このように、今回の試行的実施は、確実な排出削減の実現という点では多くの問題をもち、またいくつかの異なる制度を組み合わせるために複雑性と行政コストが増すことになりそうである。とはいえ、取引制度に触れたこともない多くの企業に試行的実施を通じて取引制度に慣れ親しんでもらうことは意味があるだろう。また、政府側でも様々な制度インフラの確立とノウハウの蓄積が可能になる、という点では試行的実施にも意味がある。しかし、それも本格実施が前提とされて初めて意味を持つのであって、試行的実施のまま終わってしまうのであれば、この取り組みの存在意義自体が問われかねない。

3.本格実施へ向けての課題
 試行的実施から本格実施へいつ、どのように移行するのかは明らかにされていないものの、筆者は2009年末から10年にかけて、いずれ本格実施が政策論議の俎上に上らざるをえないと考えている。というのは、その頃に試行的実施の結果がそれなりに明らかになり、デンマークで開催される第15回京都議定書締約国会議(COP15)の結果、2013年以降の国際枠組みの姿が見えてくるからである。
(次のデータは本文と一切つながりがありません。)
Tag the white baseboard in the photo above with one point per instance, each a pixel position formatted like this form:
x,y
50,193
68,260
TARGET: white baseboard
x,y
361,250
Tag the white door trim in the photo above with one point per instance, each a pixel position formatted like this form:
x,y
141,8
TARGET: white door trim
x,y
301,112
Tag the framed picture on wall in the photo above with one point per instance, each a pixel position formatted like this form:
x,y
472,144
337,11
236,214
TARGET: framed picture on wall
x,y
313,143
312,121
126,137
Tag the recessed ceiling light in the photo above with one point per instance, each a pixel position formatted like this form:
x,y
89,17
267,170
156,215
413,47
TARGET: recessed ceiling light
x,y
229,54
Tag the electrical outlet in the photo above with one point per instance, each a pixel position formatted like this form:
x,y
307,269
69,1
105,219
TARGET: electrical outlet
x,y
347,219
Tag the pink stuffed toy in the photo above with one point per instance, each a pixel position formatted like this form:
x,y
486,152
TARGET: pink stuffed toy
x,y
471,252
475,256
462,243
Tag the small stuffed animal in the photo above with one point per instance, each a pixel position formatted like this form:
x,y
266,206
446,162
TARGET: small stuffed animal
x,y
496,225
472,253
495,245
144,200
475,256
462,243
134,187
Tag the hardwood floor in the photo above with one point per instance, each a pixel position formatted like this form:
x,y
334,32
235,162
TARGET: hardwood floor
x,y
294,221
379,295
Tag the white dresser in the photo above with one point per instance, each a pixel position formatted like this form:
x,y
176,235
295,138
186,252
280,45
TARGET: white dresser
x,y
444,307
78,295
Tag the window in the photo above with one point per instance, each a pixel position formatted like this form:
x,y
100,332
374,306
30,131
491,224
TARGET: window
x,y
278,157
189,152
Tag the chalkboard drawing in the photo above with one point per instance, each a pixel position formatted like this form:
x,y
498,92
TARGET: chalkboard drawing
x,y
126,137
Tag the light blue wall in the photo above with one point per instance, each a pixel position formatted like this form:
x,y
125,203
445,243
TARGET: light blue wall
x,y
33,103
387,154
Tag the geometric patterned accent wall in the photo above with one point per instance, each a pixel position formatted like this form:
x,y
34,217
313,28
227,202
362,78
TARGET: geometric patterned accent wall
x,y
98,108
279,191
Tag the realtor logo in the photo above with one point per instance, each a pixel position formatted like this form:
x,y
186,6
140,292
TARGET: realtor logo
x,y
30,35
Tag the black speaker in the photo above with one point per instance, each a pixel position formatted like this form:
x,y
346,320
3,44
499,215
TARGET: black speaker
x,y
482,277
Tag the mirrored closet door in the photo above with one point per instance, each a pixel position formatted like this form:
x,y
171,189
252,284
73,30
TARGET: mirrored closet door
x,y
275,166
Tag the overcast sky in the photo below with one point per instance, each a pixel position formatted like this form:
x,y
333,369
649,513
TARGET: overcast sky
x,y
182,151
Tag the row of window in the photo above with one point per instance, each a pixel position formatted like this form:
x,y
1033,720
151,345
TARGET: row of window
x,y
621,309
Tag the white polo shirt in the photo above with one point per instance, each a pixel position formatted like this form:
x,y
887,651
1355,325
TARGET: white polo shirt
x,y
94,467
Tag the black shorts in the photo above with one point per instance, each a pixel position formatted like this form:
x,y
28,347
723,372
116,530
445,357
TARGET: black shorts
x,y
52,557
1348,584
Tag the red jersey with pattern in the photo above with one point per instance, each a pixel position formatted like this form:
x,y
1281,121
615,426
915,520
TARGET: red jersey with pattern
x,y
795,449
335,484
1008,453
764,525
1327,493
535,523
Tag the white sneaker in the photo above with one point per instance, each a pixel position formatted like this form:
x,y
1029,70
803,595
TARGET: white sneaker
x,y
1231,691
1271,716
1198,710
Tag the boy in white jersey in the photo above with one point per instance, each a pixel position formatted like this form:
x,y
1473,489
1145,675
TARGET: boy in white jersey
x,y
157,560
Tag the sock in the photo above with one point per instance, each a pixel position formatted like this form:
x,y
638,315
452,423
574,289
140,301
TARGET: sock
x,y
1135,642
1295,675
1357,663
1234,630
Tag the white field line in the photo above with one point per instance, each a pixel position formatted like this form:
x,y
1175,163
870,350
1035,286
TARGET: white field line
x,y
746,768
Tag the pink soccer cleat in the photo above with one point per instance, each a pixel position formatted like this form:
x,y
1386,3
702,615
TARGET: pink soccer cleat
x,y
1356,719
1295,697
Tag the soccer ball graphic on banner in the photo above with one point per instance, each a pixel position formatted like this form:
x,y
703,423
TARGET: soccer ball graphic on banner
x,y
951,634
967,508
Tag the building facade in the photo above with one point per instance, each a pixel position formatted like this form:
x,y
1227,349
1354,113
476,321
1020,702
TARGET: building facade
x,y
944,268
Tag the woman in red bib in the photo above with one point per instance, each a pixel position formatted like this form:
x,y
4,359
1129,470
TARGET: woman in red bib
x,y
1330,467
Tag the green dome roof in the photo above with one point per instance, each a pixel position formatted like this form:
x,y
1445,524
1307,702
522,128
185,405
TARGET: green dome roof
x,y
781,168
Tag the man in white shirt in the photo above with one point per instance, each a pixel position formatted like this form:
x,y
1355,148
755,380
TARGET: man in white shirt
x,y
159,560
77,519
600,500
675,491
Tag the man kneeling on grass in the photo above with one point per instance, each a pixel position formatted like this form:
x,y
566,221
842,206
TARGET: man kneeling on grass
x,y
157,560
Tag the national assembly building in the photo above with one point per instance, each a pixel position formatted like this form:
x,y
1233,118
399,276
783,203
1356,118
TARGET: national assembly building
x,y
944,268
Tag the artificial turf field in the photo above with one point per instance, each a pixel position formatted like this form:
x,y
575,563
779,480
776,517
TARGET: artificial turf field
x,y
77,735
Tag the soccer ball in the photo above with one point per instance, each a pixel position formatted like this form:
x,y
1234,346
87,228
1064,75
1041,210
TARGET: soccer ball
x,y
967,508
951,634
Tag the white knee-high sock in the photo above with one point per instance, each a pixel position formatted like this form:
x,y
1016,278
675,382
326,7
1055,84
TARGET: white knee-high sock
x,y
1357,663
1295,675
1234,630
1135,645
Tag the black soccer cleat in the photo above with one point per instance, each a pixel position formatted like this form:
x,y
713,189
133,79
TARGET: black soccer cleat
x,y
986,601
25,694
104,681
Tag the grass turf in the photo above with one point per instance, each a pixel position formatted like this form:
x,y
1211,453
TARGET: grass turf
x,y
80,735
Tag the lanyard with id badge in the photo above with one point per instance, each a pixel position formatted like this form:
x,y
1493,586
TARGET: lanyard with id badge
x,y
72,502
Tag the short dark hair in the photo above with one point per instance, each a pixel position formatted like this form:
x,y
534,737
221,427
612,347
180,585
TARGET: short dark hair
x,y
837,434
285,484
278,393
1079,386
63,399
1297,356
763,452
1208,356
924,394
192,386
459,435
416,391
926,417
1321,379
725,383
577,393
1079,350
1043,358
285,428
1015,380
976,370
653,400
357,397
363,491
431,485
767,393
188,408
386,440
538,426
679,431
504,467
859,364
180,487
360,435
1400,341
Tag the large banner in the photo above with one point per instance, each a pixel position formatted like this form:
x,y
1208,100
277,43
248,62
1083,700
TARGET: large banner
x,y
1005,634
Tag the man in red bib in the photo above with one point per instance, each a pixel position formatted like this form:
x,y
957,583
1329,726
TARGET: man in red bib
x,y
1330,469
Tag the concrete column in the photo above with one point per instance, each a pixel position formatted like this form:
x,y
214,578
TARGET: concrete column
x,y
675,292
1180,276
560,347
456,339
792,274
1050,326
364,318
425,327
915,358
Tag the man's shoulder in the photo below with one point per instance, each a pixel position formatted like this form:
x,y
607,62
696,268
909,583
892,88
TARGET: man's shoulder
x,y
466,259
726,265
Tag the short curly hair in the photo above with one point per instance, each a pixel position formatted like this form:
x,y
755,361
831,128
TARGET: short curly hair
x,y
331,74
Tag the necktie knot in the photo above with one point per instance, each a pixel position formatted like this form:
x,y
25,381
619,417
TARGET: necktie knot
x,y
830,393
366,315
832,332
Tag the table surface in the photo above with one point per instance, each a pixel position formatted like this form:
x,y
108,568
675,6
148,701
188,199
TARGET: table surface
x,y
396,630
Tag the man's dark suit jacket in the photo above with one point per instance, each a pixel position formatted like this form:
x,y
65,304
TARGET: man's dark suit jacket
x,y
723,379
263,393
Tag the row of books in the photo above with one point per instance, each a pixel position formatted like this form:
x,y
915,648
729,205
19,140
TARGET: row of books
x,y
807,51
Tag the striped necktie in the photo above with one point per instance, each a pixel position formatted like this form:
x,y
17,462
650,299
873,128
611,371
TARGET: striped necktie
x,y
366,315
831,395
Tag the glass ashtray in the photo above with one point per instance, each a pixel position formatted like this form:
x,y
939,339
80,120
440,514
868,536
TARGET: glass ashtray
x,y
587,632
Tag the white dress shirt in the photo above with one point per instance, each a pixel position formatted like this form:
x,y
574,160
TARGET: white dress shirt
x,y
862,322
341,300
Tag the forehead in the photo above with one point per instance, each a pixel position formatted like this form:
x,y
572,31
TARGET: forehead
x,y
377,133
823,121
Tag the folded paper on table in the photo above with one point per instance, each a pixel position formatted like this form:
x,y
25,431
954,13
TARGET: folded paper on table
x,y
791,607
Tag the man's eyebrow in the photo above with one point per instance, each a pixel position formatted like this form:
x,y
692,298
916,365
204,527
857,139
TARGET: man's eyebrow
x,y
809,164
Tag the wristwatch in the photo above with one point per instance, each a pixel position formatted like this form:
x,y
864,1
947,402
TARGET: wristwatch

 筆者が望ましいと考えている制度設計案はすでに別の箇所(諸富徹・鮎川ゆりか『脱炭素社会と排出量取引』日本評論社、2007年)で提示しているので、関心のある方はそちらをご参照頂きたいが、いずれにせよ、排出量取引制度は2013年以降の日本の気候変動政策の中核に据えるべき政策手段である。したがって、現在はあいまいになっている本格実施の導入とその年限について早期に政治的決定を行い、その下で具体的な制度設計に着手すべきであろう。